Was bleibt, sind die unbestrittenen Verdienste von Valjavec um die Erinnerungsarbeit der Heimatvertriebenen sowie um die fachliche Ausrichtung und um den organisatorischen Neuaufbau der bundesdeutschen Südosteuropa-Forschung. Ihm allein war es zu verdanken, wenn das Münchner Südost-Institut über das Kriegsende hinweggerettet werden konnte. Seine besonderen Verdienste um diese Forschungseinrichtung ließen sich, so sein enger Mitarbeiter Hans Hartl in einem Rückblick aus dem Jahr 1982, dahin zusammenfassen, dass man beim Südost-Institut ohne weiteres von einem „Fritz-Valjavec-Institut“ sprechen könnte.

Werke: Nachweise bei Felix v. Schroeder, Verzeichnis der Werke von Fritz Valjavec, in: Südost-Forsch. 19 (1960), S. 16-33.

Lit.: Karl August Fischer, Fritz Valjavec (1909-1960), in: Südost-Forsch. 19 (1960), S. 1-15. – Harold Steinacker, Der Kulturhistoriker Fritz Valjavec (1909-1960). Ein Lebensbild, in: Südostdt. Arch. 3 (1960), S. 3-13. – Felix v. Schroeder, Valjavec, Fritz, in: Biogr. Lexikon zur Gesch. Südosteuropas Bd.

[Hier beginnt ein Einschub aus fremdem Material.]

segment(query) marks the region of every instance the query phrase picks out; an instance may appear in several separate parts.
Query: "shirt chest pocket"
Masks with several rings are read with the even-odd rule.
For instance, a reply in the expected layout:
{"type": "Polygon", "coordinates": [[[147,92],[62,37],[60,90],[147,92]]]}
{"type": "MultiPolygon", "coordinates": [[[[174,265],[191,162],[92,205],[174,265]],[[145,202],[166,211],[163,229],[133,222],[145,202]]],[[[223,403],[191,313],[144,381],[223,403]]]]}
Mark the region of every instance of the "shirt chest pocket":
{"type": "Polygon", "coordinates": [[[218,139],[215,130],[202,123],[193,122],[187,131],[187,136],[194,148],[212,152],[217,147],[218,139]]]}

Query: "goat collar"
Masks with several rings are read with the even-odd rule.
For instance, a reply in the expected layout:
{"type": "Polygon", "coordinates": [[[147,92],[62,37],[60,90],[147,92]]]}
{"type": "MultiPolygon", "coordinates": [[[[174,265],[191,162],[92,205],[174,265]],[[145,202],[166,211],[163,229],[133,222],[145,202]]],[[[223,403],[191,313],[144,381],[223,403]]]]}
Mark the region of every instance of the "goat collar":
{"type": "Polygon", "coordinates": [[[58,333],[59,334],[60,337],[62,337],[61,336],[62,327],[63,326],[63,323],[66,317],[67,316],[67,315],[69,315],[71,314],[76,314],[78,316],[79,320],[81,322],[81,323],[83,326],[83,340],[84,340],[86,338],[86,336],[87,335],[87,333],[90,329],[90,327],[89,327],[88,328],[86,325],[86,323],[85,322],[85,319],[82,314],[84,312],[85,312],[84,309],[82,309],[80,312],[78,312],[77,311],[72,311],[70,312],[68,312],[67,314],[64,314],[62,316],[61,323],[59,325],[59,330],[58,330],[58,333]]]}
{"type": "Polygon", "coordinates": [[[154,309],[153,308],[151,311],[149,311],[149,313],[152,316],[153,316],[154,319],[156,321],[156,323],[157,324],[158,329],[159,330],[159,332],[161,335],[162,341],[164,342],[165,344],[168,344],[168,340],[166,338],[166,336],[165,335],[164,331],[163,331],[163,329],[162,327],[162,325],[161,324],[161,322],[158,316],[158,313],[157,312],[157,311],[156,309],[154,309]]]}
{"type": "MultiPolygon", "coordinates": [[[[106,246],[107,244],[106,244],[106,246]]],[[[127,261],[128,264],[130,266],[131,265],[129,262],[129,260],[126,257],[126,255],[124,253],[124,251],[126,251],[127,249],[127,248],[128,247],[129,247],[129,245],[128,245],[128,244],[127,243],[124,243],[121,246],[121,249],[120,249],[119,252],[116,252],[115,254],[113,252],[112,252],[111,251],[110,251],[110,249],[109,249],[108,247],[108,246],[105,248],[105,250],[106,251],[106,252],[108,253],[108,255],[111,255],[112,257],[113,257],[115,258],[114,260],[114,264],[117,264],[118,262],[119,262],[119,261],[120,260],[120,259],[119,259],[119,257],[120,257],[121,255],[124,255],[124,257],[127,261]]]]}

IV (1981), S. 380-381. – Hans Hartl, 50 Jahre Südost-Institut, in: Südosteuropa-Mitteilungen 22/2 (1982), S. 39-47). – Karl Nehring, Zu den Anfängen der Südost-Forschungen, in: Südost-Forsch. 50 (1991), S. 1-30.

Zur Abwegigkeit der Anschuldigungen gegen Valjavec, insbes. wegen seiner Tätigkeit bis 1945 und seiner Rolle bei Erstellung der Dokumentation vgl. Michael Silagi, IFLA Informationsdienst 54 (2005), S. 87-93.